刑訴法第一問
 警察官は,集団による連続強盗事件の犯行グループの一員である疑いの濃厚な甲の容ばうと,甲宅に常時出入りする者の容ぼうを写真撮影してこれを被害者等に示し,犯人の特定を行おうと考えた。そこで,警察官は,甲宅向かいのビルの一室を借り受け,望遠レンズを装着したカメラを設置するとともに,そこから甲宅出入口付近の監視を継続し,自宅から路上に出てきた甲の容ぼうを撮影した。また,甲宅から出てきて路上を歩行している乙の容ぼうも撮影した。
 これらの写真撮影は適法か。



 甲の写真撮影について
 警察官は連続強盗事件の被疑者甲の容ぼうを撮影しているが、かかる写真撮影は適法か。
(1)  まず、写真撮影は明文の無い強制捜査であり、強制処分法定主義(197条1項但書)により違法なのではないか。強制捜査と任意捜査の区別が問題となる。
 この点、現代社会では対象者に感知されない科学的な捜査方法により人権侵害のなされる危険が高く、広く人権を侵害する恐れのある捜査方法を強制捜査というべきである。
 これを写真撮影についてみると、写真撮影は被写体の肖像権・プライバシー権(憲法13条)を侵害してなされるものであり、強制捜査というべきである。
(2)  では、写真撮影はこれを認める明文の規定の無い強制捜査である以上、強制捜査法定主義により許されないのではないか。強制捜査法定主義の趣旨と関連して問題となる。

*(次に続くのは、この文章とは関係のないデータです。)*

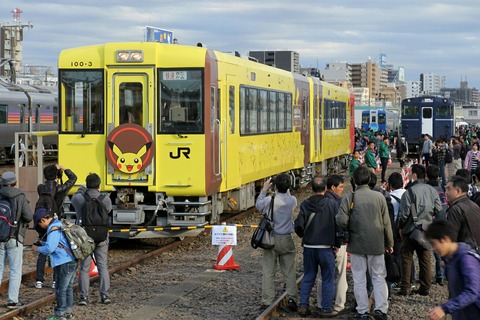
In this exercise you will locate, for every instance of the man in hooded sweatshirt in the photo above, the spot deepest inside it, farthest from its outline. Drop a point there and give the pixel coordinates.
(316, 225)
(13, 248)
(462, 271)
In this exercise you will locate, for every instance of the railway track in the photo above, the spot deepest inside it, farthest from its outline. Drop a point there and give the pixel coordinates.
(42, 300)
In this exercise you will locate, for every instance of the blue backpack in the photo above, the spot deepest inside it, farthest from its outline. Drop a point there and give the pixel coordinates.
(442, 215)
(7, 219)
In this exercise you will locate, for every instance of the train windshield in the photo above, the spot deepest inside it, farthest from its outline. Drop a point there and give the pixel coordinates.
(445, 110)
(381, 118)
(82, 99)
(365, 118)
(410, 111)
(181, 101)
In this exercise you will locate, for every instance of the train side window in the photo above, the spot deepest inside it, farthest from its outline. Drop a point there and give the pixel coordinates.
(252, 110)
(82, 94)
(427, 113)
(288, 107)
(281, 112)
(263, 106)
(3, 114)
(55, 114)
(243, 111)
(272, 104)
(231, 108)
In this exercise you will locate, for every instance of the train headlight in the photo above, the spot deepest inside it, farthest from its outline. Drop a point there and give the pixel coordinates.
(129, 56)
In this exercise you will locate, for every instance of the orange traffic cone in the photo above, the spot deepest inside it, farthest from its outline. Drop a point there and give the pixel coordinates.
(225, 260)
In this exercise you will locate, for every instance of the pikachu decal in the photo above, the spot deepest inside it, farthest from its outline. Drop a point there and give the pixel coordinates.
(129, 148)
(129, 162)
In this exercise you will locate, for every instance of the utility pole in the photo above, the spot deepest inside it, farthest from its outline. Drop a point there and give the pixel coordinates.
(11, 37)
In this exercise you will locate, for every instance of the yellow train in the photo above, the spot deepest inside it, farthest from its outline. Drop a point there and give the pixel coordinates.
(180, 134)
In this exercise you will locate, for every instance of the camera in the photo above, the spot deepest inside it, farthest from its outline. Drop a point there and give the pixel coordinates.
(341, 237)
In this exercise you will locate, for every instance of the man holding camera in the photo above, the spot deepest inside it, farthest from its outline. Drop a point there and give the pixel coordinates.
(365, 215)
(53, 175)
(456, 148)
(53, 187)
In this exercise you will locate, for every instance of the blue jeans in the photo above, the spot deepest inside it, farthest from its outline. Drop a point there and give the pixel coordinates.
(441, 166)
(64, 276)
(101, 260)
(312, 258)
(13, 251)
(439, 270)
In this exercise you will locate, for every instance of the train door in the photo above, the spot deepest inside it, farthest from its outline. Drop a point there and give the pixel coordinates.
(229, 154)
(427, 120)
(130, 115)
(215, 130)
(317, 125)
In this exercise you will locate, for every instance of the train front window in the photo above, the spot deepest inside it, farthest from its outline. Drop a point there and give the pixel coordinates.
(410, 111)
(365, 118)
(181, 101)
(444, 110)
(82, 94)
(381, 118)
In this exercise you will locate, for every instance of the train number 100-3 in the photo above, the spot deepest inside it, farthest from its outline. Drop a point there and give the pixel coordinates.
(81, 64)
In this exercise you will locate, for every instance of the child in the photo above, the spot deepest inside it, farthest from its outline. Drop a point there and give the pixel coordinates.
(63, 262)
(353, 165)
(462, 272)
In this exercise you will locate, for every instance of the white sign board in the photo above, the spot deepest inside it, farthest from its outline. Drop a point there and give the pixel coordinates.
(224, 235)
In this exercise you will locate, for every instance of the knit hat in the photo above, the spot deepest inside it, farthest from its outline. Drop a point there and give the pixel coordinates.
(39, 214)
(50, 172)
(8, 178)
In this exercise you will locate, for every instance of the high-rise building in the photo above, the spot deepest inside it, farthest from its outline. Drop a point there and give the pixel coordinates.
(286, 60)
(431, 84)
(412, 88)
(368, 75)
(337, 72)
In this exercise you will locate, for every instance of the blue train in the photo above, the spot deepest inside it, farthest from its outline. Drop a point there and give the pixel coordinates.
(427, 115)
(380, 120)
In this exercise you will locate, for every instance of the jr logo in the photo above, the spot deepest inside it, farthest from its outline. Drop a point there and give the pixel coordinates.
(181, 150)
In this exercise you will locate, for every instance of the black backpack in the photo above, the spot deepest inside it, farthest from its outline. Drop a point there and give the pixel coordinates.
(46, 199)
(95, 218)
(7, 219)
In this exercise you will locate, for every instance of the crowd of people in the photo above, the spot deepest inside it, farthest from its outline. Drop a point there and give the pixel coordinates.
(52, 243)
(435, 218)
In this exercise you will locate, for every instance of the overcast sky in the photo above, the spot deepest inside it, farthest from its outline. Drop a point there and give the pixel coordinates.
(431, 36)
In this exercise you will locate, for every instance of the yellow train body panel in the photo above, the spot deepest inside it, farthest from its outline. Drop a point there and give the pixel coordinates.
(178, 133)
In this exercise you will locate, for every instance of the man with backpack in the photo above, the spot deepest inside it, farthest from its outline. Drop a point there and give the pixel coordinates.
(463, 214)
(433, 173)
(63, 261)
(463, 274)
(92, 210)
(316, 225)
(51, 196)
(16, 215)
(54, 188)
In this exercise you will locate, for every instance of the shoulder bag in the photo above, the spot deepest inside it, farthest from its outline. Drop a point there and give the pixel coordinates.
(342, 236)
(262, 236)
(417, 235)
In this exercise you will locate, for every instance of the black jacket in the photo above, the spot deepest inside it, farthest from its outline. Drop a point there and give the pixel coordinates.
(62, 189)
(460, 208)
(321, 230)
(21, 207)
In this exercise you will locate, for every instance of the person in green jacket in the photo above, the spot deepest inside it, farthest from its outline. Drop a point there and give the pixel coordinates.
(384, 156)
(370, 160)
(353, 165)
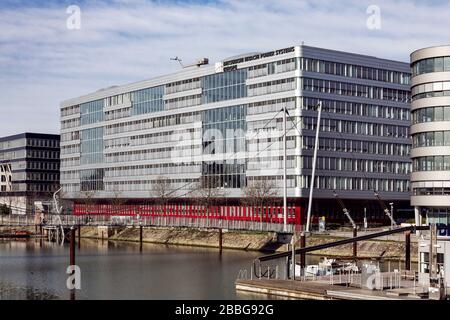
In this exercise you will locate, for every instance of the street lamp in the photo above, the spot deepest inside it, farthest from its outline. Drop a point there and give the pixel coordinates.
(392, 214)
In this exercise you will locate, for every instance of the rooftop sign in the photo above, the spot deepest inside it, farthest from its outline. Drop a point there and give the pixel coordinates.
(232, 64)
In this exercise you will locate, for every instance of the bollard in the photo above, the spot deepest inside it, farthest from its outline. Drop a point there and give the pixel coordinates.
(408, 250)
(355, 245)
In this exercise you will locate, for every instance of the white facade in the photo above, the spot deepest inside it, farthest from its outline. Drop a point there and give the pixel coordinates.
(224, 120)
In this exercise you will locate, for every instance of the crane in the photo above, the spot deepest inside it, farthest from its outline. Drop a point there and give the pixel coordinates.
(344, 209)
(385, 208)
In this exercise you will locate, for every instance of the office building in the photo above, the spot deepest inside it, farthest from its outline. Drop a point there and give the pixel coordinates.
(29, 170)
(220, 125)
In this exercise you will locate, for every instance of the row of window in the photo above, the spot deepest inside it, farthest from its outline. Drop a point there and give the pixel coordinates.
(70, 136)
(38, 165)
(183, 102)
(429, 65)
(91, 180)
(154, 169)
(431, 191)
(357, 165)
(271, 87)
(42, 154)
(150, 123)
(67, 124)
(355, 146)
(92, 112)
(356, 127)
(118, 99)
(68, 111)
(118, 114)
(272, 68)
(154, 154)
(431, 139)
(153, 138)
(356, 184)
(45, 143)
(354, 71)
(431, 114)
(39, 176)
(146, 185)
(356, 108)
(270, 106)
(355, 90)
(70, 149)
(184, 85)
(432, 163)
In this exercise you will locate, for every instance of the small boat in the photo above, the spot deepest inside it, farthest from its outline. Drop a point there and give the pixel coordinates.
(326, 267)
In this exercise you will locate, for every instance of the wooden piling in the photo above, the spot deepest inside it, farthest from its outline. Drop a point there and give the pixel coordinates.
(355, 244)
(72, 257)
(408, 250)
(72, 246)
(140, 238)
(220, 240)
(79, 237)
(302, 256)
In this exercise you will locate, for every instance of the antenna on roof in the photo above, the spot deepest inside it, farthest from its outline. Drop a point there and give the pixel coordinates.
(179, 61)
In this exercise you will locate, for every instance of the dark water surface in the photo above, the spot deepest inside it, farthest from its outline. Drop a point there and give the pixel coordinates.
(114, 270)
(36, 269)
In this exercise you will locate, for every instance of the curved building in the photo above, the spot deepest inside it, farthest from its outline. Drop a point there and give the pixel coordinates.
(430, 130)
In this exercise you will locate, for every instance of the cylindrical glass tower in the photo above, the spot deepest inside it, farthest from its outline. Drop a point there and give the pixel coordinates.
(430, 179)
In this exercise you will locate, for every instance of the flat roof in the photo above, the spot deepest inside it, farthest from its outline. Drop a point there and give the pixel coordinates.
(31, 135)
(194, 72)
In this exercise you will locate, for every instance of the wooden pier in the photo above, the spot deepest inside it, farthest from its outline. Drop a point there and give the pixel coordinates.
(319, 290)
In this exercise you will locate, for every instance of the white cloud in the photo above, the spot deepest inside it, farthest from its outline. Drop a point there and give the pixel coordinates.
(42, 62)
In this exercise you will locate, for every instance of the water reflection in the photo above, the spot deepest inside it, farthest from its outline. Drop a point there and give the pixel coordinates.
(117, 270)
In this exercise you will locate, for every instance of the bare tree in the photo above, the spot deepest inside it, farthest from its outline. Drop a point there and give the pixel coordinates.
(260, 194)
(208, 191)
(88, 198)
(117, 199)
(162, 191)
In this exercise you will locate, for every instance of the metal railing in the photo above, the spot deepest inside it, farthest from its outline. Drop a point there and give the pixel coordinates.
(146, 221)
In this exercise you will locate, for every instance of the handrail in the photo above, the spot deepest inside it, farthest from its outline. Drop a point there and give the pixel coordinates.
(340, 242)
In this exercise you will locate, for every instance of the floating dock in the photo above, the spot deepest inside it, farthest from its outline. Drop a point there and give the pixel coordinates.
(319, 290)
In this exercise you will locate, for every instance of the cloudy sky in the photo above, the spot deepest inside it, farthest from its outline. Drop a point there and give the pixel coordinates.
(43, 62)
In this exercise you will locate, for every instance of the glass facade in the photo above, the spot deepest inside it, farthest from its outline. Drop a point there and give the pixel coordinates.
(354, 71)
(432, 163)
(92, 180)
(224, 132)
(224, 86)
(356, 90)
(148, 100)
(92, 146)
(439, 64)
(431, 139)
(431, 114)
(92, 112)
(226, 144)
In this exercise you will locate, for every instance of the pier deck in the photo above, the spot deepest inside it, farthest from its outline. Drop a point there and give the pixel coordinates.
(315, 290)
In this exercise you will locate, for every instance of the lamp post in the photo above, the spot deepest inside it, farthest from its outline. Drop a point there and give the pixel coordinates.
(392, 214)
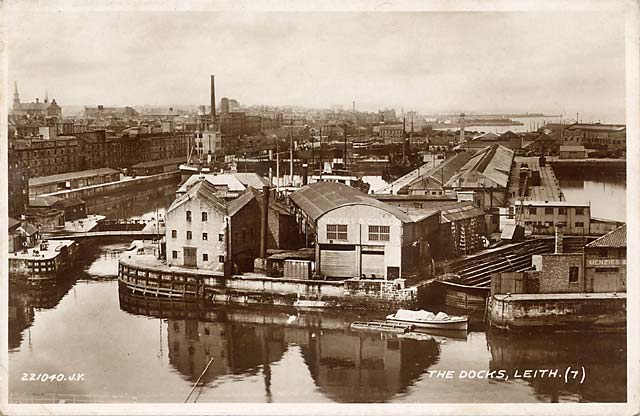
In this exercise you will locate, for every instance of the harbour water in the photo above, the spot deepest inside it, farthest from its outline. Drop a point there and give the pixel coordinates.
(131, 350)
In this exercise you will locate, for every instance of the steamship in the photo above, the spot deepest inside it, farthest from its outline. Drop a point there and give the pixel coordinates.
(205, 154)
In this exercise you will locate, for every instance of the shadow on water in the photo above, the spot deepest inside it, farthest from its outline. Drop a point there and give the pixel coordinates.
(346, 366)
(95, 262)
(603, 356)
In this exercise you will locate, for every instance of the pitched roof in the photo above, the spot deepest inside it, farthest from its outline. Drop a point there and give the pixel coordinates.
(319, 198)
(615, 238)
(204, 191)
(43, 201)
(492, 162)
(241, 201)
(226, 179)
(574, 148)
(252, 179)
(13, 223)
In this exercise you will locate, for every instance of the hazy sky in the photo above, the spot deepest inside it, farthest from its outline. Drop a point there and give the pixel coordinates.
(555, 62)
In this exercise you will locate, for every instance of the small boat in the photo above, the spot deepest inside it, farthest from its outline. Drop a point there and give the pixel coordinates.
(309, 304)
(382, 326)
(425, 319)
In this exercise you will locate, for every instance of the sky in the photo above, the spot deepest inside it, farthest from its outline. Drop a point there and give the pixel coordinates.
(552, 62)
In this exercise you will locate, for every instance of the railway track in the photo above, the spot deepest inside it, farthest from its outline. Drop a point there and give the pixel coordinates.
(475, 271)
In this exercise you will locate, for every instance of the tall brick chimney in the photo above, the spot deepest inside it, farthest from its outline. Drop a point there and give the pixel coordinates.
(559, 238)
(264, 225)
(213, 101)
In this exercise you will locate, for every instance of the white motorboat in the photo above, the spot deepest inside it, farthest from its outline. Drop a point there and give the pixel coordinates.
(424, 319)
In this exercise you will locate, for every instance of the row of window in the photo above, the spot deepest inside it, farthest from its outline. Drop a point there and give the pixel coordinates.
(205, 256)
(204, 216)
(577, 224)
(340, 232)
(205, 236)
(549, 211)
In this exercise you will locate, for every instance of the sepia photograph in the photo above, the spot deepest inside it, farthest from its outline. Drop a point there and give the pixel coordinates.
(278, 208)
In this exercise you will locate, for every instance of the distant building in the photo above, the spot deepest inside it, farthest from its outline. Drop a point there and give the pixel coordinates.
(572, 152)
(73, 180)
(204, 231)
(36, 109)
(541, 217)
(606, 262)
(485, 179)
(609, 137)
(356, 235)
(101, 112)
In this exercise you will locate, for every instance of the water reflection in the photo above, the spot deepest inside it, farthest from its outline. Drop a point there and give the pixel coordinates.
(602, 355)
(345, 366)
(599, 190)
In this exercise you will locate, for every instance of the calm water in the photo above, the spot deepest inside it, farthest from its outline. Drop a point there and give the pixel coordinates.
(134, 350)
(150, 351)
(607, 194)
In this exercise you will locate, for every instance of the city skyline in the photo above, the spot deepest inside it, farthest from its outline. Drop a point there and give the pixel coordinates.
(423, 61)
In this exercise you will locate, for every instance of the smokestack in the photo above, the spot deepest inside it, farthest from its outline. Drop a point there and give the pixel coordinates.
(213, 100)
(264, 226)
(559, 238)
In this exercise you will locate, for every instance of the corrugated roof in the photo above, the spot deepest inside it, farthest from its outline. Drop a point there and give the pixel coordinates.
(615, 238)
(570, 148)
(319, 198)
(492, 162)
(41, 180)
(463, 211)
(43, 201)
(598, 127)
(238, 203)
(552, 203)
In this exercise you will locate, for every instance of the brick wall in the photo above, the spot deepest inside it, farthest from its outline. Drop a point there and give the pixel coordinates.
(554, 277)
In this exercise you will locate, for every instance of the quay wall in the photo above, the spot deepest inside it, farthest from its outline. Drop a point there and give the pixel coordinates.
(606, 311)
(197, 285)
(89, 191)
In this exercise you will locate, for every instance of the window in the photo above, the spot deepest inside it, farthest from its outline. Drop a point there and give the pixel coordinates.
(573, 274)
(336, 232)
(606, 270)
(378, 232)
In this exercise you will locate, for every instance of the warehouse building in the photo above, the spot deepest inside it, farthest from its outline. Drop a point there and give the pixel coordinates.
(356, 235)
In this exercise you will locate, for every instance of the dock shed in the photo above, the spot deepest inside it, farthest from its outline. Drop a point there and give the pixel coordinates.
(356, 235)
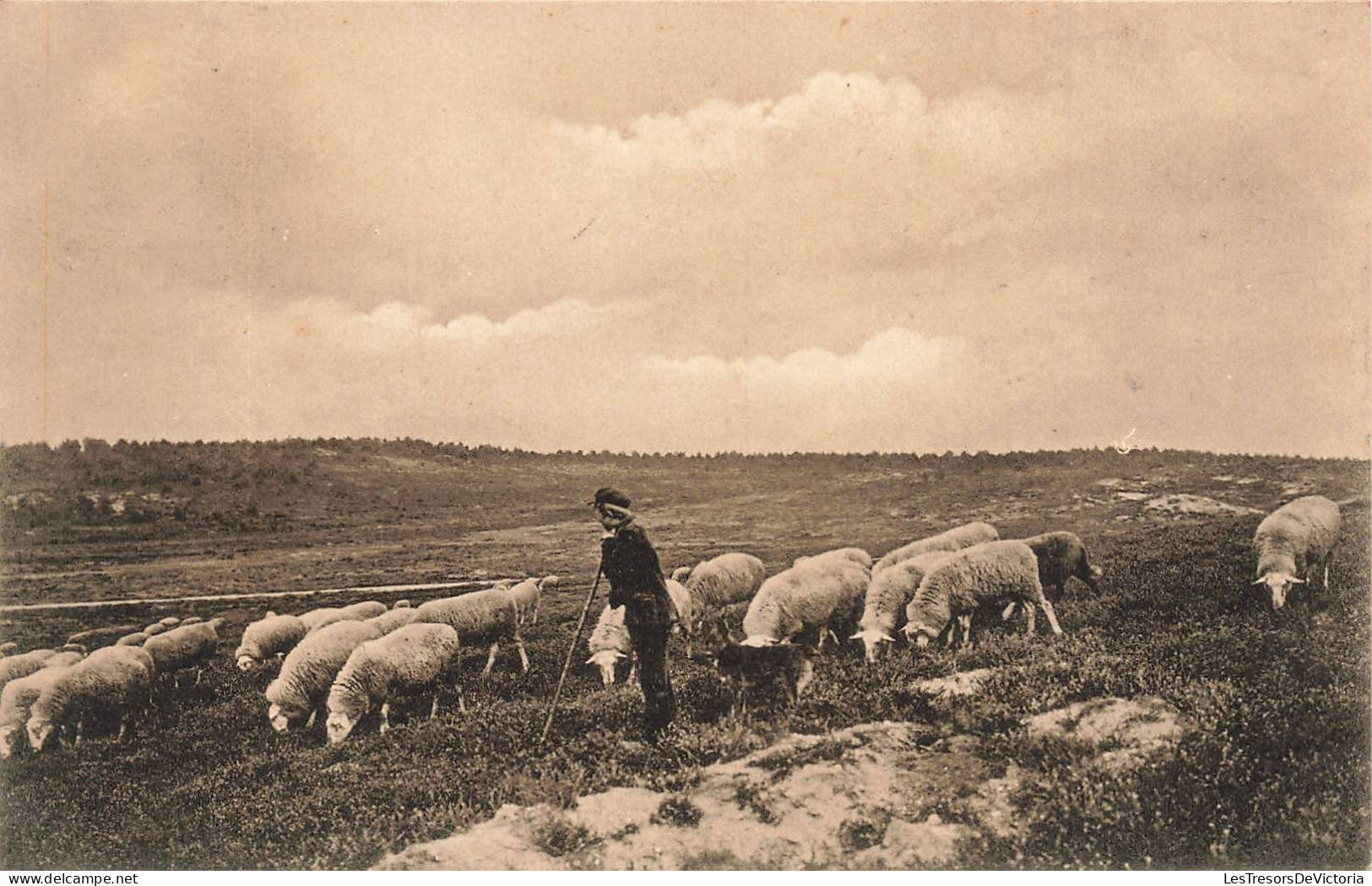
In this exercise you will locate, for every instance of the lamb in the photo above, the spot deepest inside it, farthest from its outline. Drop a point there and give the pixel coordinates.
(302, 686)
(1294, 543)
(102, 637)
(527, 595)
(479, 616)
(821, 594)
(393, 620)
(854, 554)
(413, 657)
(267, 638)
(1060, 557)
(957, 538)
(888, 594)
(608, 644)
(18, 696)
(24, 664)
(994, 572)
(182, 649)
(113, 681)
(685, 609)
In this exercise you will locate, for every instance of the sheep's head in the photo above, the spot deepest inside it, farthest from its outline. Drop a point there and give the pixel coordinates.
(1279, 584)
(285, 719)
(921, 634)
(40, 732)
(871, 641)
(339, 726)
(605, 660)
(11, 740)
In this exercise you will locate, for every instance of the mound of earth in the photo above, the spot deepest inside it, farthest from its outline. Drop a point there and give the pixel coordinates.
(1185, 505)
(858, 798)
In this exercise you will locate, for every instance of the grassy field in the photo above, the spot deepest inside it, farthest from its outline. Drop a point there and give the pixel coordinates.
(1277, 775)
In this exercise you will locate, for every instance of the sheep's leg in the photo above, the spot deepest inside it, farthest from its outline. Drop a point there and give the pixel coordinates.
(1053, 616)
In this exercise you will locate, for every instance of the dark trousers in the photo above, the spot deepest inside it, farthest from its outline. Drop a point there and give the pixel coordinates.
(659, 705)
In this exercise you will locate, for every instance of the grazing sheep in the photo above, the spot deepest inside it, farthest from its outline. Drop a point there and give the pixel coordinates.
(267, 638)
(302, 686)
(821, 594)
(182, 649)
(527, 595)
(18, 696)
(94, 638)
(957, 538)
(889, 593)
(685, 611)
(406, 660)
(1294, 543)
(113, 681)
(24, 664)
(316, 619)
(1060, 557)
(720, 582)
(480, 616)
(995, 572)
(608, 644)
(854, 554)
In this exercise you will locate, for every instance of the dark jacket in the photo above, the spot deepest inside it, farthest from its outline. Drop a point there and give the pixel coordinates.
(636, 578)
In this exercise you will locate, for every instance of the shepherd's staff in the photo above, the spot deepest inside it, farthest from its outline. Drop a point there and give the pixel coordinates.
(567, 664)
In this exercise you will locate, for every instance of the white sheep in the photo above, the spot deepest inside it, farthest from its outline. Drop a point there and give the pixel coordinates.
(180, 649)
(393, 620)
(821, 594)
(406, 660)
(527, 595)
(724, 580)
(267, 638)
(1294, 543)
(996, 572)
(957, 538)
(608, 644)
(18, 696)
(302, 686)
(24, 664)
(1060, 558)
(888, 594)
(854, 554)
(480, 616)
(685, 611)
(113, 681)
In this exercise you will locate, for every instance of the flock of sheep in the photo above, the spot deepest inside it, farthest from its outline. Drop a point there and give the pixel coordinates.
(344, 663)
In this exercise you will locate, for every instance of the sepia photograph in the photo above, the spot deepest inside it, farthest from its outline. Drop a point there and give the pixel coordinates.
(685, 437)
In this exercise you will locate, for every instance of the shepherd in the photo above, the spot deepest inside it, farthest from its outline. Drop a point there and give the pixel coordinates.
(636, 580)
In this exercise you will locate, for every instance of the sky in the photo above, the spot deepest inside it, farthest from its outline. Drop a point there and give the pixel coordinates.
(689, 226)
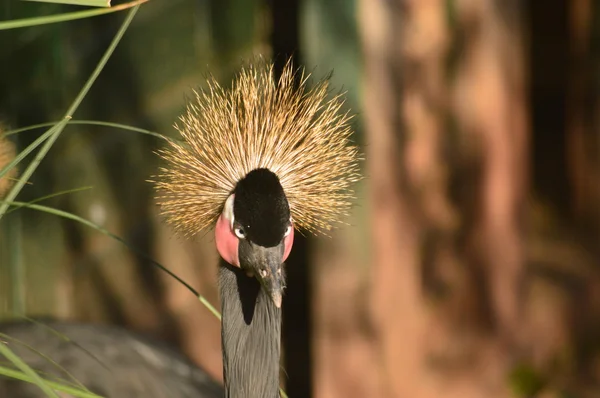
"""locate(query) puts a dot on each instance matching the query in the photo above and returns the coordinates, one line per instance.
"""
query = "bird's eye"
(239, 232)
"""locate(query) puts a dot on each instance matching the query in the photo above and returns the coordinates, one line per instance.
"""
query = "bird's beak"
(266, 265)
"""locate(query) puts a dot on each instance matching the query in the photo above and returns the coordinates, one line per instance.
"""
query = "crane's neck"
(251, 333)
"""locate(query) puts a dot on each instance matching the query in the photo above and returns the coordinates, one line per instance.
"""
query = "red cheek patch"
(227, 242)
(288, 242)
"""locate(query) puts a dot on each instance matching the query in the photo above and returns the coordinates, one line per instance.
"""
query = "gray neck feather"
(251, 333)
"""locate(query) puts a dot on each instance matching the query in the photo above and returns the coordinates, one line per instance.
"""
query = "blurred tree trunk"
(447, 186)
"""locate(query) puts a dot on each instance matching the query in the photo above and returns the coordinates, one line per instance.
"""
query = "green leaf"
(69, 16)
(86, 3)
(21, 365)
(15, 374)
(56, 130)
(90, 122)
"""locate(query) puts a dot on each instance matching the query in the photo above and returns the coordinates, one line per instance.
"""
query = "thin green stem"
(89, 122)
(23, 367)
(15, 374)
(69, 16)
(85, 3)
(60, 126)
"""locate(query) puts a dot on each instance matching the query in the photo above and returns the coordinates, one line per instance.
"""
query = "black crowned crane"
(256, 161)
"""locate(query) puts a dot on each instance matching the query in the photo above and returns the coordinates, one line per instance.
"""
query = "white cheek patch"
(226, 240)
(228, 210)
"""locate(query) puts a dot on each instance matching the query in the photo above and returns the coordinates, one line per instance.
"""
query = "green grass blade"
(69, 16)
(88, 223)
(92, 123)
(53, 195)
(85, 3)
(60, 126)
(103, 231)
(15, 374)
(23, 367)
(21, 155)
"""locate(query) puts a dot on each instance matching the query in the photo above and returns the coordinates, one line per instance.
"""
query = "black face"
(261, 208)
(262, 217)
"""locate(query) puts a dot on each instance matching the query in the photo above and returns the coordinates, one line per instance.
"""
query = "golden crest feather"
(285, 126)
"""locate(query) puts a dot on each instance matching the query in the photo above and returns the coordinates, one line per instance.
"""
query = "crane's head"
(255, 230)
(256, 161)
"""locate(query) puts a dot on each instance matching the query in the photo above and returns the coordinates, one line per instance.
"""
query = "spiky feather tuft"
(293, 130)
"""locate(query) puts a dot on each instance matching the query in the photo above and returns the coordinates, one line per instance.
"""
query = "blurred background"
(471, 267)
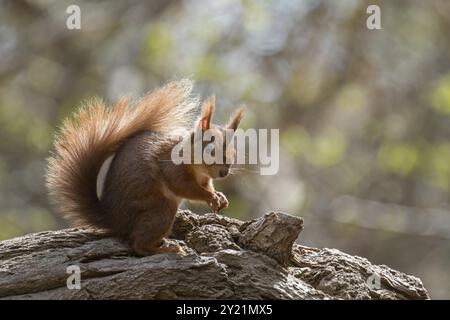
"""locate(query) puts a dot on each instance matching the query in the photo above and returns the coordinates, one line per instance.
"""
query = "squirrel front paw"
(218, 201)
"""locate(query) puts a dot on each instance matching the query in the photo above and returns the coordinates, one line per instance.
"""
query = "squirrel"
(143, 188)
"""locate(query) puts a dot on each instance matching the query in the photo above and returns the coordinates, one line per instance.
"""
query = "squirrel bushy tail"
(93, 135)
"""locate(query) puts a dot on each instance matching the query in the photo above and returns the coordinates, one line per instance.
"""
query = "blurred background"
(364, 115)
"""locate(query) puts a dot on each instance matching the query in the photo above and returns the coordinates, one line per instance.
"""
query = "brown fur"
(143, 188)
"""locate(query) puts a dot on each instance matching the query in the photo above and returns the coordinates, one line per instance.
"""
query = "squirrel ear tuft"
(236, 118)
(208, 108)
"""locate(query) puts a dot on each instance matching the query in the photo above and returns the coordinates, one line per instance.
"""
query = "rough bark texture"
(226, 259)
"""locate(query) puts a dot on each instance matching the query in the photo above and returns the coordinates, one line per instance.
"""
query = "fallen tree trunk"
(225, 259)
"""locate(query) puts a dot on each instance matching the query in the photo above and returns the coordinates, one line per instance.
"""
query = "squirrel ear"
(236, 118)
(208, 108)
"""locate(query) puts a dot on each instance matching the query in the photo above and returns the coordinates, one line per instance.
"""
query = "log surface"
(225, 259)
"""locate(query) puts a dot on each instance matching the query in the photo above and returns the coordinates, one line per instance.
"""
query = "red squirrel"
(143, 188)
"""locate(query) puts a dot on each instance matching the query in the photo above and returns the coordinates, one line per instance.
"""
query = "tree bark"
(225, 259)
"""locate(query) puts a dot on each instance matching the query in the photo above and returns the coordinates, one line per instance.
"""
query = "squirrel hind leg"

 この点、強制捜査法定主義は強制捜査について事前の令状を要求するものであり、明文規定の無い強制捜査は一切許されないとも考えうる。しかし、他方で犯罪の高度化・技術化の進む現代社会において、法には明文の無い新たな強制捜査を認める必要性は高い。
 思うに、強制捜査法定主義は人権侵害のなされる強制捜査について令状主義の規制を及ぼし(憲法31条)、もって人権侵害を可及的に防止する趣旨のものである。とすれば、強制捜査法定主義はあくまで刑訴法制定当時の強制処分を念頭に置いたものであり、新たな強制処分を常に禁じるものではなく、このような捜査方法も実質的令状主義の精神に反しない場合であれば許されるというべきである。  そこで、本問で問題となっている写真撮影の場合には、@証拠として写真撮影をする緊急の必要性があり、A嫌疑が重大な犯罪であって、B撮影方法が相当なものであることが実質的令状主義の精神に反しないといえるために必要であると考える。
(3)  これを本問についてみると、甲の嫌疑は連続強盗事件という極めて重大なものであり、A嫌疑の重大性は認められる。
 そして、また撮影は自宅内部の様子を撮影するなどの方法によるものではなく、あくまで離れたところから玄関付近で撮影するというものであるから、B撮影方法としての相当性も認められる。
 問題は、@写真撮影の緊急の必要性である。思うに本問では未だ嫌疑が濃厚であるというに過ぎず、犯罪が現に行われているものではないのであり、犯人特定という点で写真の必要性はみとめうるものの緊急性までは認められない。
 よって、本問甲の写真撮影は実質的令状主義の精神に反しないといえるための要件を備えておらず、違法である。
 乙の写真撮影について
 乙の写真撮影についてまず、強制捜査か否かが問題となる。本問乙が撮影されたのは路上を歩行中だったのであり、写真撮影されないことについての正当な期待が無く、任意捜査というべきとも考えられるからである。
 確かに路上を歩いている場合には自らプライバシーを開示しているといえる点で、この点についての権利侵害があるとはいえない。しかしながら、写真撮影の権利侵害は前記のようにプライバシーの点に留まるものではなく肖像権の侵害もあるのであり、なお撮影されないことについて正当な期待が無いとはいえない。捜査機関が恣意的判断で自由に個人情報を収集する危険性を考えれば、なお強制捜査に当たるというべきである。
 そこで、やはり実質的令状主義の精神に反しないかを検討すると、乙は嫌疑が濃いものではなく、他の点については甲と同様に、要件を満たしてはいない。
 よって、乙の写真撮影は違法である。